# Royal Purple weight?



## drummer4lyf (Sep 16, 2005)

ive always ran royal purple in my cars and its time for the first oil change on the 1.8T and im not exactly what weight to use. its my first turb0-d car so i wanna make sure i dont screw things up... please help







also, i was told to use oem filters in VW's... should i still do that to? or is there a better one... or dosnt it matter


----------



## shipo (Jan 3, 2006)

*Re: Royal Purple weight? (drummer4lyf)*

While some folks might disagree, I would definitely avoid Royal Purple for your 1.8T as it is NOT APPROVED by VW for that application. For the current list of approved oils, see the third post in this thread: http://forums.vwvortex.com/zerothread?id=3851335
Regarding filters, yes, an OEM filter is about as good as it gets, that said, as I understand it, there are only two or three makers of filters that fit your engine, all are of the same basic quality, and most (all?) are sold under a number of different brand names (including Fram).


----------



## drummer4lyf (Sep 16, 2005)

*Re: Royal Purple weight? (shipo)*

wow most of them ive never even heard of. is there a reason why its not approved? do you think it would hurt to use it?


----------



## franz131 (Apr 13, 2008)

*Re: Royal Purple weight? (drummer4lyf)*

An oil is simply a sum of it's parts.

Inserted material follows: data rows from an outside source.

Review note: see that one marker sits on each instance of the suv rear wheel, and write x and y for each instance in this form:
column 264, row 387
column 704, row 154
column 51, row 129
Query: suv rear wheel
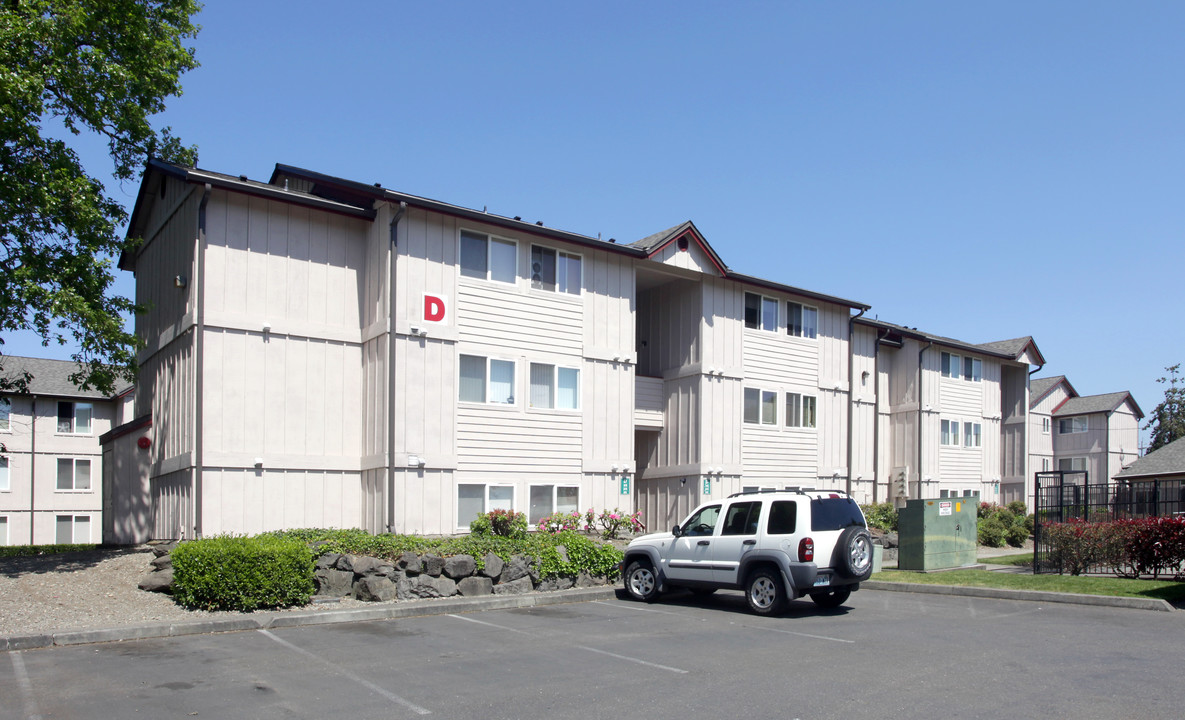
column 641, row 583
column 764, row 592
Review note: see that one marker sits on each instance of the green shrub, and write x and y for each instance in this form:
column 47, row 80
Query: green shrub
column 505, row 524
column 881, row 515
column 242, row 573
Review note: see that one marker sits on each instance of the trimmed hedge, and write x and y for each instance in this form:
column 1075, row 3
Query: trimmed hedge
column 228, row 572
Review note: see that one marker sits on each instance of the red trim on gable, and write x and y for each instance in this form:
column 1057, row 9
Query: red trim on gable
column 699, row 242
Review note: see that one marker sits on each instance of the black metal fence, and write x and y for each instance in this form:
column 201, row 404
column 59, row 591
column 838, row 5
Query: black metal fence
column 1062, row 496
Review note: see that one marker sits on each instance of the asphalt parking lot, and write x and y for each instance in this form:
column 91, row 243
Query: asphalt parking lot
column 883, row 655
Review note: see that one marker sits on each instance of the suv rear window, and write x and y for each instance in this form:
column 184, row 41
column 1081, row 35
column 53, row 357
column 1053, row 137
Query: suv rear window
column 834, row 513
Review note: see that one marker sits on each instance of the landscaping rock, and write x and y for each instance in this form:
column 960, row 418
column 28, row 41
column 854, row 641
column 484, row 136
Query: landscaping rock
column 434, row 565
column 375, row 589
column 494, row 565
column 474, row 586
column 160, row 580
column 520, row 586
column 333, row 583
column 460, row 566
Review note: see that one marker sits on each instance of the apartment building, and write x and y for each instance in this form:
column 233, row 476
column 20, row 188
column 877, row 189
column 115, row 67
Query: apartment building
column 1099, row 435
column 50, row 463
column 321, row 352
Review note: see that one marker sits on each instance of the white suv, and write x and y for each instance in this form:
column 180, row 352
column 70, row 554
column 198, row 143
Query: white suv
column 774, row 545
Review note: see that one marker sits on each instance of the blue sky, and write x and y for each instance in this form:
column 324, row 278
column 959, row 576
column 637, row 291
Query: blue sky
column 979, row 171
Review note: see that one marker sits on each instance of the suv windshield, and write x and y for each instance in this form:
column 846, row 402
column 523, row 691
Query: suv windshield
column 834, row 513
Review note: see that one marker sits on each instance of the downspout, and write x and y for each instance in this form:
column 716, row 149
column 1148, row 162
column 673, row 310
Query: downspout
column 389, row 505
column 876, row 415
column 851, row 393
column 199, row 360
column 32, row 474
column 921, row 417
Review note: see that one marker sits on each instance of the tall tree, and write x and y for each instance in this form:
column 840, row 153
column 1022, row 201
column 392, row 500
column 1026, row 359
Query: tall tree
column 1167, row 420
column 101, row 66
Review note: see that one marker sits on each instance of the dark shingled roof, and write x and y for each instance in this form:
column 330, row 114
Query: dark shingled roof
column 1105, row 403
column 1169, row 460
column 52, row 377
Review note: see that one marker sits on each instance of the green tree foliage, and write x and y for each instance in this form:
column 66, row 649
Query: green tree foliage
column 95, row 66
column 1167, row 420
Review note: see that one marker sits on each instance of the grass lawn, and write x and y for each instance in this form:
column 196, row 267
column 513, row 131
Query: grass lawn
column 1165, row 590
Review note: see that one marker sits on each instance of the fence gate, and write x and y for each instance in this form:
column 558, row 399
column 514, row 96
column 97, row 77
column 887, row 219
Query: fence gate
column 1062, row 496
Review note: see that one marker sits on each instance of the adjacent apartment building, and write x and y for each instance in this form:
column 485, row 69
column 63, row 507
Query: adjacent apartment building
column 322, row 352
column 50, row 462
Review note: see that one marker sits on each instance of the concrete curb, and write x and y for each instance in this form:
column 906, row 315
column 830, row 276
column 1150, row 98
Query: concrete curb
column 264, row 621
column 1039, row 596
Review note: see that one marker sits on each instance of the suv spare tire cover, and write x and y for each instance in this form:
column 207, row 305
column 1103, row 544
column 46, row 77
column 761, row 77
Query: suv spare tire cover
column 853, row 553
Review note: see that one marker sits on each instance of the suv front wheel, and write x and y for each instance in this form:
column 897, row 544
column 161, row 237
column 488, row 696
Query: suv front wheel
column 641, row 583
column 764, row 592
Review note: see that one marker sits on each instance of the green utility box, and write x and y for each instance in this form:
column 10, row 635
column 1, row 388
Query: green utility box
column 937, row 534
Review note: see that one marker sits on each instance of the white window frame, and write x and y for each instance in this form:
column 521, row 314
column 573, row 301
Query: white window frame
column 486, row 396
column 762, row 394
column 562, row 258
column 555, row 386
column 808, row 330
column 975, row 437
column 950, row 434
column 486, row 503
column 489, row 240
column 531, row 518
column 75, row 521
column 75, row 418
column 801, row 411
column 977, row 370
column 74, row 463
column 952, row 365
column 764, row 302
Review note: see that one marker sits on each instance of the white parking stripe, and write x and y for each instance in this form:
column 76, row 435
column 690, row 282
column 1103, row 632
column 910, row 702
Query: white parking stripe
column 362, row 681
column 26, row 687
column 641, row 662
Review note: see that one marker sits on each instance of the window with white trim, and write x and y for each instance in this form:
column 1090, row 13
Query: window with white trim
column 486, row 380
column 973, row 370
column 555, row 270
column 72, row 529
column 801, row 321
column 952, row 365
column 950, row 432
column 760, row 312
column 486, row 257
column 760, row 406
column 553, row 386
column 972, row 435
column 75, row 418
column 800, row 410
column 74, row 474
column 548, row 500
column 478, row 499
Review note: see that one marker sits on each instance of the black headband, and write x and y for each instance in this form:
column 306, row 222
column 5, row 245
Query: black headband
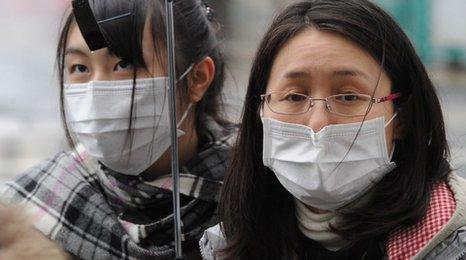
column 89, row 26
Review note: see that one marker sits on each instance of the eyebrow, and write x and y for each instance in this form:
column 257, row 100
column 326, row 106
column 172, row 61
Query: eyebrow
column 351, row 73
column 297, row 74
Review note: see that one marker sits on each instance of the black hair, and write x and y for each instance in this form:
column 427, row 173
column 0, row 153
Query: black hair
column 257, row 213
column 196, row 37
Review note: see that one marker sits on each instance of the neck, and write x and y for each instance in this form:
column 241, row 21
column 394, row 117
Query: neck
column 187, row 149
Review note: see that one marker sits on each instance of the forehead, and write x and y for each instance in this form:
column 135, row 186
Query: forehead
column 323, row 52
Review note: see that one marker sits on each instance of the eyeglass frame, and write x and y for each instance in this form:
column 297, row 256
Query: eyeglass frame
column 372, row 101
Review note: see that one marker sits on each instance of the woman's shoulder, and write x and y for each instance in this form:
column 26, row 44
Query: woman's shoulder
column 64, row 170
column 211, row 242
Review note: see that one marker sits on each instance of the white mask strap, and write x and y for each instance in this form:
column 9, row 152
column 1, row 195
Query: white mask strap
column 185, row 114
column 391, row 119
column 186, row 73
column 393, row 151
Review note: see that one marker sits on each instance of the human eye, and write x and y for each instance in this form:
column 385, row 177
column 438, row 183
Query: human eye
column 294, row 97
column 79, row 69
column 351, row 98
column 123, row 65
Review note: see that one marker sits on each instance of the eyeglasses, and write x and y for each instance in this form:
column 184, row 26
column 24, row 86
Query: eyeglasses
column 350, row 105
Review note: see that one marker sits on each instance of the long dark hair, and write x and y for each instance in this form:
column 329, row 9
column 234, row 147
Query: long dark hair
column 196, row 36
column 257, row 213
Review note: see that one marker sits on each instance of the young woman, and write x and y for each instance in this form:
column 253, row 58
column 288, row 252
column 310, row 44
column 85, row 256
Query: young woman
column 110, row 197
column 342, row 151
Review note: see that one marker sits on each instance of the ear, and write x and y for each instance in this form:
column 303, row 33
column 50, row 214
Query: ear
column 200, row 79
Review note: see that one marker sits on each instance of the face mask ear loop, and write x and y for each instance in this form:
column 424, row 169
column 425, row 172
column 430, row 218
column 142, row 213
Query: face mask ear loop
column 391, row 119
column 185, row 114
column 392, row 152
column 387, row 124
column 190, row 68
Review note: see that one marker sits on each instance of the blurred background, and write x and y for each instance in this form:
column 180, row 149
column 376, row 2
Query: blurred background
column 30, row 128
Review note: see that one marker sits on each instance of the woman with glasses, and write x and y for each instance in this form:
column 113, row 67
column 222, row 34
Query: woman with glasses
column 110, row 196
column 342, row 151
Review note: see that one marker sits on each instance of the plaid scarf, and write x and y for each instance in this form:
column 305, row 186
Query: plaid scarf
column 95, row 213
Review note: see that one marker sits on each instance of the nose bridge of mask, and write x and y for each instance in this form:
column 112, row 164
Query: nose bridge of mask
column 104, row 100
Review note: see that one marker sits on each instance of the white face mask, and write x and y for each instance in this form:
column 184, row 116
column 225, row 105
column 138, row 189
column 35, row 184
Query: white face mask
column 317, row 168
column 98, row 114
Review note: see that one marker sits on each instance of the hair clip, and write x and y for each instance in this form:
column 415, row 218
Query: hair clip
column 209, row 10
column 89, row 26
column 306, row 19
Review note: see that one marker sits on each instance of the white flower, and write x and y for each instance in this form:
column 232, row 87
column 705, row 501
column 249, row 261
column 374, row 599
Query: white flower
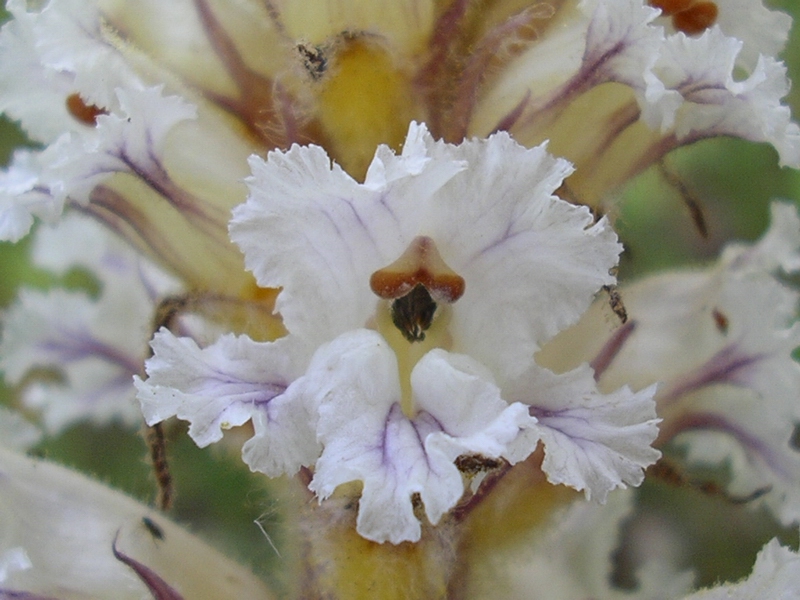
column 762, row 31
column 414, row 303
column 721, row 340
column 693, row 91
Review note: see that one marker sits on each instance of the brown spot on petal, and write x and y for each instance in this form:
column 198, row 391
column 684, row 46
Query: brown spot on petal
column 420, row 264
column 671, row 7
column 85, row 113
column 696, row 19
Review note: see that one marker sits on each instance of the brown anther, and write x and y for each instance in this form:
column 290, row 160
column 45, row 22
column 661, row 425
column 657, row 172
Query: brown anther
column 696, row 19
column 420, row 264
column 671, row 7
column 413, row 313
column 85, row 113
column 721, row 321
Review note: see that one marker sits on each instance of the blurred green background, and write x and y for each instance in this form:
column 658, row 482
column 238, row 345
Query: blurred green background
column 218, row 497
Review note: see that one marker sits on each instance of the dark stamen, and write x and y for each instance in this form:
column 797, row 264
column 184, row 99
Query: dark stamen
column 413, row 313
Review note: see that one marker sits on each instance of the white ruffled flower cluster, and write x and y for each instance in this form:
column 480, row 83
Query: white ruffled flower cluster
column 356, row 392
column 421, row 292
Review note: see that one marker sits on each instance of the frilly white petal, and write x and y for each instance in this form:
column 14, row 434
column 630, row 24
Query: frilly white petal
column 367, row 437
column 459, row 393
column 537, row 259
column 761, row 30
column 776, row 574
column 23, row 197
column 311, row 229
column 217, row 387
column 722, row 341
column 593, row 442
column 29, row 91
column 72, row 38
column 692, row 90
column 129, row 142
column 65, row 525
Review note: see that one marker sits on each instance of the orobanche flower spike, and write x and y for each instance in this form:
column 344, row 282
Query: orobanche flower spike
column 365, row 253
column 414, row 303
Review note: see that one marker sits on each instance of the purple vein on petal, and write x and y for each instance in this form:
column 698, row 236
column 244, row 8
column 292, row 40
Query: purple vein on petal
column 728, row 365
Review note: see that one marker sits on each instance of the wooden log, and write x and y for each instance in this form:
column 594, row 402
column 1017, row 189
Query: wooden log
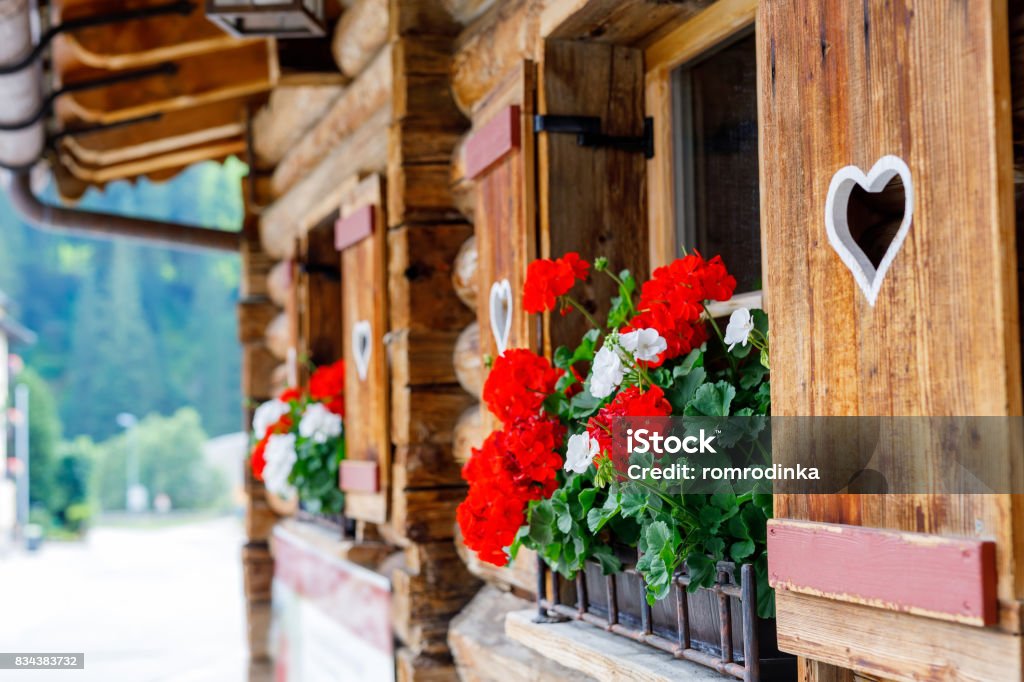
column 279, row 336
column 280, row 282
column 421, row 516
column 420, row 278
column 360, row 32
column 289, row 114
column 424, row 466
column 257, row 570
column 421, row 193
column 464, row 276
column 463, row 195
column 314, row 197
column 254, row 314
column 499, row 41
column 468, row 361
column 259, row 519
column 257, row 369
column 634, row 23
column 258, row 616
column 426, row 415
column 466, row 11
column 421, row 357
column 367, row 94
column 470, row 431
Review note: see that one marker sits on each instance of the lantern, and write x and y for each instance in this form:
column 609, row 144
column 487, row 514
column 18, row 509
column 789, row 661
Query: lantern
column 278, row 18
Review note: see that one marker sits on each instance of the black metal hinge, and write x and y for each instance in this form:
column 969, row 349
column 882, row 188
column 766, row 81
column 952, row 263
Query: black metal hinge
column 588, row 132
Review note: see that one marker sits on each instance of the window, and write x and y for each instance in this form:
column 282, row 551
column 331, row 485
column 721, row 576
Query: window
column 717, row 200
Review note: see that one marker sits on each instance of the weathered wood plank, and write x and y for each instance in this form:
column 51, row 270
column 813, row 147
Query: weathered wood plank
column 497, row 43
column 895, row 646
column 629, row 23
column 604, row 214
column 420, row 278
column 944, row 112
column 318, row 193
column 359, row 33
column 367, row 94
column 289, row 114
column 951, row 579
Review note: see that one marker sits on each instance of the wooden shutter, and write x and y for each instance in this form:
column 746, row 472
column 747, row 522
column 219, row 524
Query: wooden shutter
column 592, row 200
column 848, row 83
column 361, row 237
column 499, row 157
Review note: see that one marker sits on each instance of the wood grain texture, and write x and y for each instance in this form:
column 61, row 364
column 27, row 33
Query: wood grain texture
column 492, row 47
column 628, row 23
column 318, row 288
column 364, row 267
column 493, row 141
column 592, row 201
column 290, row 112
column 847, row 83
column 200, row 79
column 892, row 645
column 316, row 196
column 367, row 94
column 357, row 36
column 950, row 579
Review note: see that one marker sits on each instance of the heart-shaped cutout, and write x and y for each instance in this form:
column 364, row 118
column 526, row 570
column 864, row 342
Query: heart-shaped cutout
column 867, row 275
column 501, row 313
column 361, row 347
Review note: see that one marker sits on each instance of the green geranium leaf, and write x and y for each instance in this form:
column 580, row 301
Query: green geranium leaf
column 712, row 400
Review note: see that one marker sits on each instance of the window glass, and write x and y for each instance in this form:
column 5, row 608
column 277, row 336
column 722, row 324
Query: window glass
column 717, row 195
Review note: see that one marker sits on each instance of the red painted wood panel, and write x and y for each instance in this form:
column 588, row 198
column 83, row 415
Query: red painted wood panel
column 495, row 139
column 952, row 579
column 359, row 476
column 354, row 227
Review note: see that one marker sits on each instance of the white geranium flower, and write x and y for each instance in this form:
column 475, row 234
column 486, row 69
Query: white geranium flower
column 266, row 416
column 606, row 373
column 280, row 456
column 582, row 451
column 644, row 344
column 740, row 326
column 318, row 423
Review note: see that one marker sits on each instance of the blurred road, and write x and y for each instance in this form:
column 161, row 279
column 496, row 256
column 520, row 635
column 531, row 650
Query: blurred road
column 160, row 604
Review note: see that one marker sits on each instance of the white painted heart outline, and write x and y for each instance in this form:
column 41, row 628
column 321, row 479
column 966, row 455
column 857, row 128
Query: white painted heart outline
column 361, row 347
column 501, row 313
column 866, row 275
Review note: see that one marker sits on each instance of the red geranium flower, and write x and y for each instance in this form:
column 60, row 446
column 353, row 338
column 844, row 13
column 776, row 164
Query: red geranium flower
column 518, row 384
column 290, row 394
column 630, row 402
column 547, row 280
column 515, row 465
column 328, row 386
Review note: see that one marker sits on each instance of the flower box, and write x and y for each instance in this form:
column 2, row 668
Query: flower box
column 717, row 627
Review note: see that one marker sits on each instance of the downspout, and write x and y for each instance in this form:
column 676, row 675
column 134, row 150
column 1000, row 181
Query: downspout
column 22, row 146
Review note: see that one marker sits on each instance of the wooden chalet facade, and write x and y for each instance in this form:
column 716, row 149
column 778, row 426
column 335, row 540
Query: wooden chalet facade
column 408, row 165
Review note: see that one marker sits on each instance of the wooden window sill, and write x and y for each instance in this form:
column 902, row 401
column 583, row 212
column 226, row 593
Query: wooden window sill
column 601, row 654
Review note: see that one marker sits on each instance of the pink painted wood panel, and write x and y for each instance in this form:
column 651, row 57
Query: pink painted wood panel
column 354, row 227
column 951, row 579
column 355, row 598
column 495, row 139
column 359, row 476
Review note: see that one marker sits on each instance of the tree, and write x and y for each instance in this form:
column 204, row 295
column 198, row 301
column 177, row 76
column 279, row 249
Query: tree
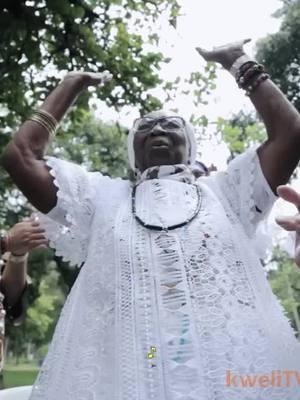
column 285, row 282
column 42, row 37
column 241, row 131
column 280, row 52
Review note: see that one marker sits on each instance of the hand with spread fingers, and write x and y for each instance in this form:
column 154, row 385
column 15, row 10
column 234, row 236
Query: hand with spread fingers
column 89, row 78
column 291, row 223
column 25, row 236
column 224, row 55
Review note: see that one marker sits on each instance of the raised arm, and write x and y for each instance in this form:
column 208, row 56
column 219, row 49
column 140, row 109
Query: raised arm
column 23, row 157
column 19, row 241
column 280, row 154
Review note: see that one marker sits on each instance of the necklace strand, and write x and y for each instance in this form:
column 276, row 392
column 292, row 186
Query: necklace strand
column 167, row 228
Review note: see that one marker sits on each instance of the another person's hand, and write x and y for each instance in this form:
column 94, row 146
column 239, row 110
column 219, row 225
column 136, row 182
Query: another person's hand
column 291, row 223
column 87, row 79
column 25, row 236
column 224, row 55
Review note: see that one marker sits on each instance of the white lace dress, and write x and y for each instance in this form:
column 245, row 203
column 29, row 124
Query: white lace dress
column 196, row 295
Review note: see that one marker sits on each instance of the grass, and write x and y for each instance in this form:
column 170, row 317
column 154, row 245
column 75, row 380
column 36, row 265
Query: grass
column 19, row 375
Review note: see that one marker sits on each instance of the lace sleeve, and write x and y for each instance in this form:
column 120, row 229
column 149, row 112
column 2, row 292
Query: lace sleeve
column 247, row 191
column 68, row 224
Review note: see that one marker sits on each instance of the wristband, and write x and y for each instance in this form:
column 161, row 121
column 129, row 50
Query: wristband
column 238, row 63
column 3, row 245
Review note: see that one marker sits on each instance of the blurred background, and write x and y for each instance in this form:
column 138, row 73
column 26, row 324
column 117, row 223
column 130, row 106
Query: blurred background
column 148, row 46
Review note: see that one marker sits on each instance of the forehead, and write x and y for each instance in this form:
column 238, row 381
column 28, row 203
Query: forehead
column 160, row 114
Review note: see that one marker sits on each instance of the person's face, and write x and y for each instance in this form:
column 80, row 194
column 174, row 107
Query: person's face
column 159, row 140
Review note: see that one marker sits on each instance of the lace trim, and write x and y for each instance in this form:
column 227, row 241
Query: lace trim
column 67, row 225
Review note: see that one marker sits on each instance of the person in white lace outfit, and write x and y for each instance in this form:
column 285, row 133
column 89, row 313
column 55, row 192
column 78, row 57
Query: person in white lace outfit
column 171, row 302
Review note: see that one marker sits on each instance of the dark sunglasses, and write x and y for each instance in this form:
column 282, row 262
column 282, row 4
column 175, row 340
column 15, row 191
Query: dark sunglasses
column 145, row 124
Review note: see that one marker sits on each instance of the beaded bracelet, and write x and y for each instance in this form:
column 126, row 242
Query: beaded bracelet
column 253, row 71
column 46, row 120
column 251, row 88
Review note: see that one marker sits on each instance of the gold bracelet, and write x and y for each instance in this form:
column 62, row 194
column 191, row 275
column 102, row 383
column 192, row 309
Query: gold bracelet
column 43, row 123
column 48, row 117
column 46, row 120
column 18, row 259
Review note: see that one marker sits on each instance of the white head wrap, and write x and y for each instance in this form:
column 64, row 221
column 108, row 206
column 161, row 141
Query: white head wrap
column 189, row 136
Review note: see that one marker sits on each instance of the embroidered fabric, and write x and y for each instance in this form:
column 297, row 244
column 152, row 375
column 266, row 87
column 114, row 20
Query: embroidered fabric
column 197, row 294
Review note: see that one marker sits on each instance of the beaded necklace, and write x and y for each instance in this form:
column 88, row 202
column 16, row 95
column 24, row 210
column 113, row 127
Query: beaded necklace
column 166, row 228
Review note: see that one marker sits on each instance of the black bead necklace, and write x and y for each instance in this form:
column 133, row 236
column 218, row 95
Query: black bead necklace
column 167, row 228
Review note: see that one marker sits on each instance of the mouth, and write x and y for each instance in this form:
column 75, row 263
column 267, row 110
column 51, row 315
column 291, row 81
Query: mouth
column 159, row 143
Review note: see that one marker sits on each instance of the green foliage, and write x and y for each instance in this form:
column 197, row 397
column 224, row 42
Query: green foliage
column 240, row 132
column 39, row 37
column 285, row 282
column 98, row 146
column 280, row 52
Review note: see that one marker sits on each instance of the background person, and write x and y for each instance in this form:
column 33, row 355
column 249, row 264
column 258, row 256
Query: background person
column 16, row 244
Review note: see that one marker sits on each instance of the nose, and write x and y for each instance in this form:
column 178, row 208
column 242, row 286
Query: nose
column 157, row 129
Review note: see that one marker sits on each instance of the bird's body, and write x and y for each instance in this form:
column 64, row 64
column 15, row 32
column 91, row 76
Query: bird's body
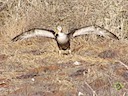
column 63, row 39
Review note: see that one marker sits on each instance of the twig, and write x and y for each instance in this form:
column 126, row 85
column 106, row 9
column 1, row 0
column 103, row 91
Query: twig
column 94, row 92
column 126, row 66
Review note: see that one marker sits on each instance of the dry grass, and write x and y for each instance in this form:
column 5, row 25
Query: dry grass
column 34, row 68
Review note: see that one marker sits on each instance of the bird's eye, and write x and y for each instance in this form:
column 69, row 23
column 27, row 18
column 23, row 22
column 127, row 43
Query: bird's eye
column 56, row 34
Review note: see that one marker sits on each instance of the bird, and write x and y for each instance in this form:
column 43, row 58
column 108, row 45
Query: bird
column 62, row 38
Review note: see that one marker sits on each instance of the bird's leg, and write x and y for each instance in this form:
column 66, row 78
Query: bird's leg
column 60, row 52
column 69, row 51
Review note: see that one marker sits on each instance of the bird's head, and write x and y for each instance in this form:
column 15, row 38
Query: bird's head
column 59, row 29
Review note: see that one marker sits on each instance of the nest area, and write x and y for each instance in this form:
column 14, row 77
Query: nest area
column 97, row 66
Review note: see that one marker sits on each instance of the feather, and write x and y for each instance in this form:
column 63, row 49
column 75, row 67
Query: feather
column 34, row 33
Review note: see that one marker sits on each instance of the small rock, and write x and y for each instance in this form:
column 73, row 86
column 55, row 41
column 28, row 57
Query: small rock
column 107, row 54
column 76, row 63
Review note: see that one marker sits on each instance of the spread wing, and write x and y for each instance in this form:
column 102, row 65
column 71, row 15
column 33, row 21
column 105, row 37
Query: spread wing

Changes in the base components can produce widely different finished product characteristics.
VW specs enable oil manufacturers to match the fluid to the application. This doesn't make other fluids inferior, they just aren't optimized to VW's requirements.
Euro spec oil is very different than N.A. spec oil, use Euro oil in your Euro ow-toe.


----------



## shipo (Jan 3, 2006)

*Re: Royal Purple weight? (drummer4lyf)*


_Quote, originally posted by *drummer4lyf* »_wow most of them ive never even heard of. is there a reason why its not approved? do you think it would hurt to use it?

Will it hurt to use it? I suppose that depends upon what you call hurt. Will it hurt the motor itself? Don't know. Given that Royal Purple is an ester based oil, you might find that you have gasket issues. Then again, if you're talking about a hurt in the wallet, yes, there is a very definite possibility of a problem there. Why? Well, VW has extended the warranty on that motor, and if it sludges, and you can prove that you used VW approved oil, you have a good chance of getting a new motor.


----------



## drummer4lyf (Sep 16, 2005)

wow thats a bummer.... i guess ill go with mobil1 any suggestions? or suggestions on other oil


_Modified by drummer4lyf at 5:46 PM 8-29-2008_


----------



## shipo (Jan 3, 2006)

*Re: (drummer4lyf)*


_Quote, originally posted by *drummer4lyf* »_wow thats a bummer.... i guess ill go with mobil1 any suggestions? or suggestions on other oil

For suggestions, check out the third post in this thread: http://forums.vwvortex.com/zerothread?id=3851335
Edit: Oops, I already posted that link in this thread. Sorry.


----------



## drummer4lyf (Sep 16, 2005)

*Re: (shipo)*

lol thanks again im just wondeing what people are running vs. what the chart says that you sent.... like i said i want to run mobil but dont know which one


----------



## franz131 (Apr 13, 2008)

*Re: (drummer4lyf)*

The only Mobil that meets VW specs is the 0w40.


----------



## mcmahonbj (Jun 2, 2008)

*Re: (franz131)*

well people run amsoil and its not on the approved list!!! also have you looked at the cover of royals bottle haha it has a vw on it!!! lol that dont mean **** just irronic!!!! i was thinking about running amsoil...


----------



## corradokidg60 (May 14, 2002)

*Re: (drummer4lyf)*

I ran Mobil 1 0w-40 for an oil change, then Motul 8100 E-Tech 0w-40, now Motul Specific 5w-40. If you don't want go for the spendy oils, Mobil 1 0w-40 is pretty good, and is VW 503.01 certified as well http://****************.com/smile/emthup.gif


----------



## drummer4lyf (Sep 16, 2005)

*Re: (corradokidg60)*

i ended up just going with mobil 1 syth 0w40 for now so in 4K ill see if i wanna stick with it or not


----------



## GTI71806 (Jun 26, 2008)

ive used royal purple for my last three oilchanges, and have had no problem whatsoever. i love it. and i use a k&n oil filter, i like it just fine. no problems.


----------



## AZV6 (May 3, 2006)

*Re: Royal Purple weight? (shipo)*

This is where I agree with you 100%.
I would not use that oil regardless of what they claim. 
Same with amsoil, redline and the other small boutique oil companies with grand claims but can't get their oil approved by VW/AUDI, BMW and others,.
Stick with approved oils. Use OEM oil filter (or Mahle/Mann) and Air filter for best filtering. Avoid K&N and other so called performance filters as their filtering capabilities are not very good and performance gains are near nothing.


----------